Belirli Süreli iş Sözleşmesinin Özellikleri
- Belirli Süreli İşler İçin Yapılır: Bu tür sözleşmeler, belirli bir süre için yapılacak işlerde kullanılır.
- Belli Bir İşin Tamamlanması İçin Yapılır: Belirli süreli iş sözleşmeleri, belli bir işin tamamlanması için veya belirli bir olgunun ortaya çıkması gibi objektif koşullara bağlı olarak yapılır.
- Zincirleme Yapılamaz: Esaslı bir neden olmadıkça, birden fazla üst üste yapılan belirli süreli iş sözleşmeleri kabul edilemez. Esaslı nedenlere dayalı zincirleme sözleşmeler, belirli süreli olma özelliğini korur.
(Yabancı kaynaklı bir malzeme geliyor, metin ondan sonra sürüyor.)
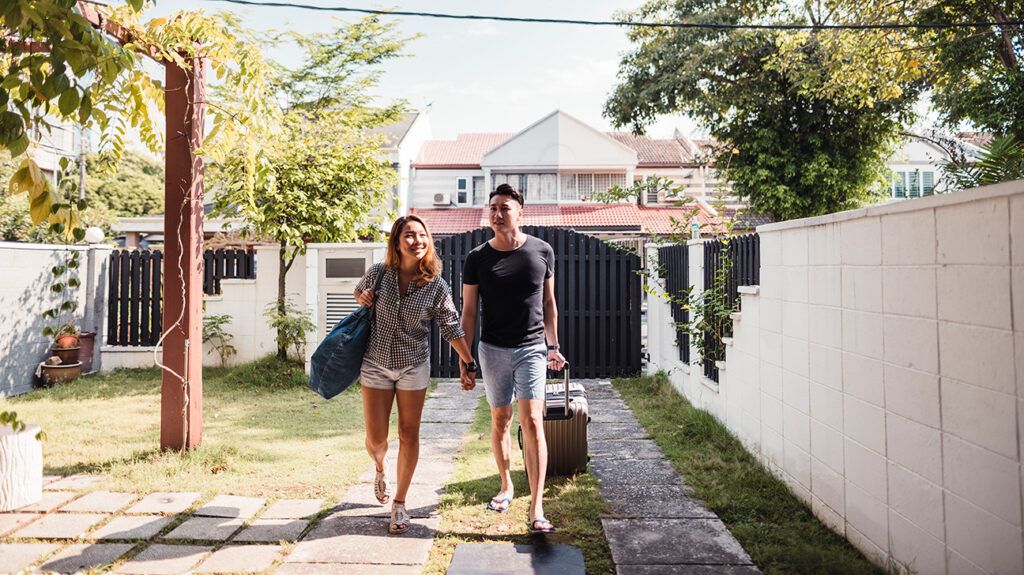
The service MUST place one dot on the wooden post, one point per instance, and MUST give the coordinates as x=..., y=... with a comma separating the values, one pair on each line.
x=181, y=394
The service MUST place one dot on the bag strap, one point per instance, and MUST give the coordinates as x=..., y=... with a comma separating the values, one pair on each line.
x=377, y=289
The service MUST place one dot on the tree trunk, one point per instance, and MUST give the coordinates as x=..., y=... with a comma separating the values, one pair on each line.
x=282, y=272
x=20, y=468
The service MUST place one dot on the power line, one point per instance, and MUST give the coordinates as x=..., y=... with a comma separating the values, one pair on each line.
x=629, y=24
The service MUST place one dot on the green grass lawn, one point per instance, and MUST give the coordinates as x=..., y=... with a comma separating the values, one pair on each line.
x=777, y=530
x=265, y=434
x=572, y=504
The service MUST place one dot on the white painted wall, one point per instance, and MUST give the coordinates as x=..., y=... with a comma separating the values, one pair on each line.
x=879, y=370
x=426, y=182
x=25, y=294
x=559, y=141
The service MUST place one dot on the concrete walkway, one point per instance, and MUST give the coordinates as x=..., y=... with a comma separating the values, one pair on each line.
x=653, y=527
x=73, y=530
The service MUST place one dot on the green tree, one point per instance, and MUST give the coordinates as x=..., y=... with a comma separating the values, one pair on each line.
x=326, y=176
x=978, y=73
x=788, y=151
x=134, y=188
x=54, y=63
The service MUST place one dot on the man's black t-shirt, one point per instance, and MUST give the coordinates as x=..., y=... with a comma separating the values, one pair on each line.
x=511, y=289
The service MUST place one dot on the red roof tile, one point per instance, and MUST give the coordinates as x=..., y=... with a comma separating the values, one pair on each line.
x=654, y=151
x=582, y=216
x=465, y=150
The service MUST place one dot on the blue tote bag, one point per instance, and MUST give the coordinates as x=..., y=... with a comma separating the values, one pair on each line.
x=335, y=364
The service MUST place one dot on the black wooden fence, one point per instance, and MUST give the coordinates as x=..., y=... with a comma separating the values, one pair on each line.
x=134, y=304
x=598, y=292
x=675, y=263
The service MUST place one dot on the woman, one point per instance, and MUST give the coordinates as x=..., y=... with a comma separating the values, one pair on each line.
x=396, y=365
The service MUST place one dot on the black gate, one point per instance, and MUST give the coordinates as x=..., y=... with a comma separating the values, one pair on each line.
x=598, y=292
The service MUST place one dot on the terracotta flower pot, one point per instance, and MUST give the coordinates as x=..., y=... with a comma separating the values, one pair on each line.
x=61, y=373
x=67, y=355
x=67, y=341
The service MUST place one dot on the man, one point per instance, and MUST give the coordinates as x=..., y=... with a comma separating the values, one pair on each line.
x=513, y=275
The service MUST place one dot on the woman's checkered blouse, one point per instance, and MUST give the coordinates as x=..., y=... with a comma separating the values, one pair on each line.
x=399, y=337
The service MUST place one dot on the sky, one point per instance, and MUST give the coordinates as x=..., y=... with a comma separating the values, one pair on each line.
x=479, y=76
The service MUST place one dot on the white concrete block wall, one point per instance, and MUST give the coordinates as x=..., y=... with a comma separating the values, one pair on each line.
x=25, y=294
x=879, y=370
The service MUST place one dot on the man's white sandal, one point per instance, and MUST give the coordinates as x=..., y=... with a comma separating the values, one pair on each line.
x=399, y=520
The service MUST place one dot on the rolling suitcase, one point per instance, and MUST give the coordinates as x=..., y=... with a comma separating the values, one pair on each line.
x=565, y=417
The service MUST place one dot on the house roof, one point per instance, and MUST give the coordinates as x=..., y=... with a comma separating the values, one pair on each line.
x=464, y=151
x=622, y=217
x=655, y=152
x=979, y=139
x=467, y=150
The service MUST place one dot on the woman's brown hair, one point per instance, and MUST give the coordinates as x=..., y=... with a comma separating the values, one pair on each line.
x=430, y=265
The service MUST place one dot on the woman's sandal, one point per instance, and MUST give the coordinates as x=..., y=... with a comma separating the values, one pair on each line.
x=500, y=504
x=399, y=520
x=541, y=525
x=380, y=485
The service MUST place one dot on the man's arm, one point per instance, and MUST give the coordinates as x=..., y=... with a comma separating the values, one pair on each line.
x=469, y=307
x=555, y=358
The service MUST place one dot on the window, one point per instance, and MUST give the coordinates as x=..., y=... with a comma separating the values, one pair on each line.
x=899, y=184
x=479, y=197
x=928, y=180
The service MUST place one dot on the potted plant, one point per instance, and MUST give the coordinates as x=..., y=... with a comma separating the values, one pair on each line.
x=20, y=462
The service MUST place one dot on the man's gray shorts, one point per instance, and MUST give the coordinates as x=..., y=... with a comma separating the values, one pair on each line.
x=513, y=371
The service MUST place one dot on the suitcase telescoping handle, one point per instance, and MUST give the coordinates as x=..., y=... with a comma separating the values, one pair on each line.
x=565, y=376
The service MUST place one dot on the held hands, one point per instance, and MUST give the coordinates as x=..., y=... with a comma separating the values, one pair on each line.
x=365, y=299
x=555, y=360
x=467, y=378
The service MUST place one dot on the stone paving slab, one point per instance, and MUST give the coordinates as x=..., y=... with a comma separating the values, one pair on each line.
x=687, y=570
x=83, y=557
x=345, y=569
x=76, y=482
x=600, y=431
x=598, y=414
x=132, y=527
x=293, y=509
x=625, y=449
x=486, y=559
x=359, y=501
x=12, y=521
x=271, y=530
x=672, y=541
x=99, y=501
x=50, y=501
x=165, y=560
x=60, y=526
x=240, y=559
x=441, y=431
x=231, y=505
x=647, y=472
x=642, y=500
x=365, y=540
x=164, y=502
x=15, y=557
x=432, y=414
x=206, y=529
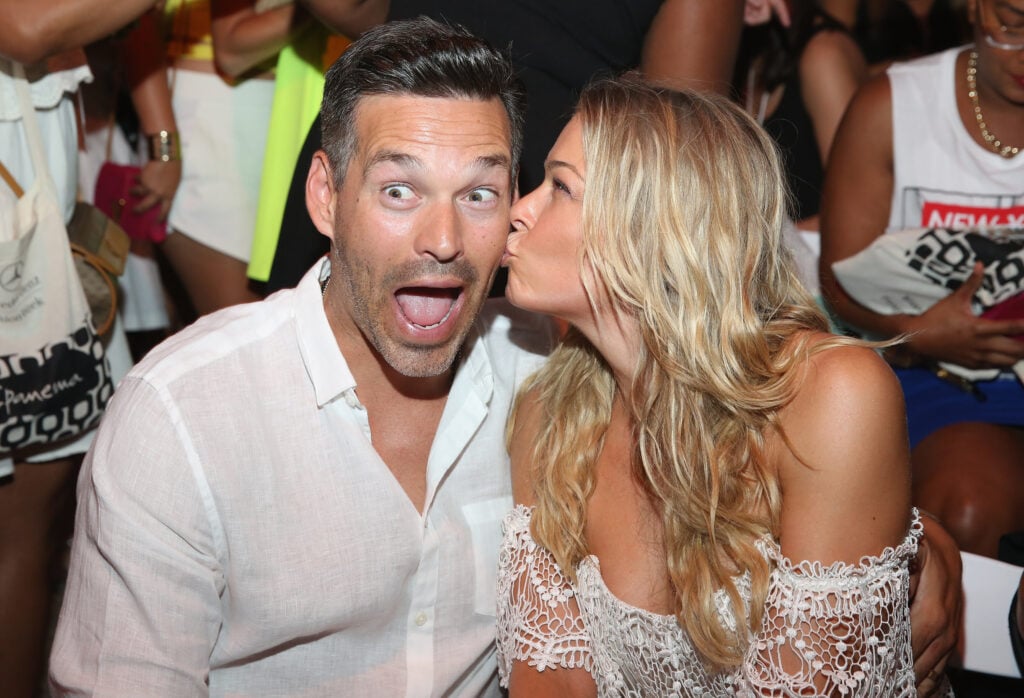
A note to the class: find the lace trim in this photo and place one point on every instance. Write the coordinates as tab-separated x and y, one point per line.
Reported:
834	629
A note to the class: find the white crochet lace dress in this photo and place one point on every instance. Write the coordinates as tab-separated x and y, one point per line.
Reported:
848	623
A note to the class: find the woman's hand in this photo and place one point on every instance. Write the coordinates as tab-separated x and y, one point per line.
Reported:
936	602
157	184
950	332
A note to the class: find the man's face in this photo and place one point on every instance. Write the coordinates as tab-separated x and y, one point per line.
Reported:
420	222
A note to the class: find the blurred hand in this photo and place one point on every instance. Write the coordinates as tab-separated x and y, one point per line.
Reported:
936	602
950	332
157	184
760	11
Aksi takdirde, bu sözleşmeler başlangıçtan itibaren belirsiz süreli kabul edilir.
- Yazılı Olarak Yapılır: Belirli süreli iş sözleşmeleri, taraflar arasında yazılı olarak yapılmalıdır.
- Eşit İşlem İlkesi: Belirli süreli iş sözleşmesi ile çalışan işçi, belirsiz süreli iş sözleşmesi ile çalışan emsal işçiye göre ayrımcılığa uğramamalıdır.
- Ücret ve Menfaatlerin Orantılı Olarak Verilmesi: Belirli süreli iş sözleşmesi ile çalışan işçiye, çalıştığı süreye orantılı olarak belirlenen ücret ve diğer menfaatler verilmelidir.
- Kıdem Uygulaması: Aynı işyerinde veya işletmede geçirilen kıdeme dayalı haklardan faydalanmak için belirli süreli iş sözleşmesi ile çalışan işçi için farklı kıdem uygulanması haklı bir nedene dayandırılmalıdır. Aksi takdirde, belirsiz süreli iş sözleşmesi ile çalışan emsal işçi hakkında esas alınan kıdem uygulanır.
Zincirleme İş Sözleşmesi
Zincirleme sözleşme, belirli süreli hizmet sözleşmelerinin birbiri ardına yenilenmesi durumunda ortaya çıkar. Bu konuda kesin bir kural olmamakla birlikte, genel olarak belirli süreli sözleşmelerin birden fazla kez tekrarlanması, zincirleme sözleşme olarak kabul edilir. Bu durumda, sözleşmeler belirsiz süreli sözleşmeye dönüşebilir. Ancak, her durumun kendine özgü olduğu ve zincirleme sözleşmenin varlığının somut koşullara bağlı olarak değerlendirilmesi gerektiği unutulmamalıdır. Yani, bazen sözleşmenin sadece bir kez yenilenmesi bile zincirleme olarak değerlendirilebilir.
Uygulamada, işverenlerin işçilere tanınmış olan ihbar ve kıdem tazminatı gibi haklardan kaçınmak amacıyla bu yönteme başvurduğu görülmektedir. Ancak, işçilerin korunması açısından, belirli süreli sözleşmelerin zincirleme olarak nitelendirilmesi durumunda, belirsiz süreli sözleşme hükümlerinin uygulanması gerektiği kabul edilmektedir. Bu, işçinin haklarını korumak ve işverenin serbesti hakkının kötüye kullanılmasını önlemek için önemlidir.
Sonuç olarak, zincirleme sözleşmelerin varlığı durumunda, belirli süreli sözleşmelerin baştan itibaren belirsiz süreli olarak kabul edilmesi önemlidir. Objektif olarak haklı bir neden olmadıkça, işçinin zincirleme sözleşmelerle çalıştırılması, belirsiz süreli iş sözleşmesine tanınan koruyucu hükümlerden kaçınma amacı taşıyabilir ve işçinin haklarının ihlaline yol açabilir.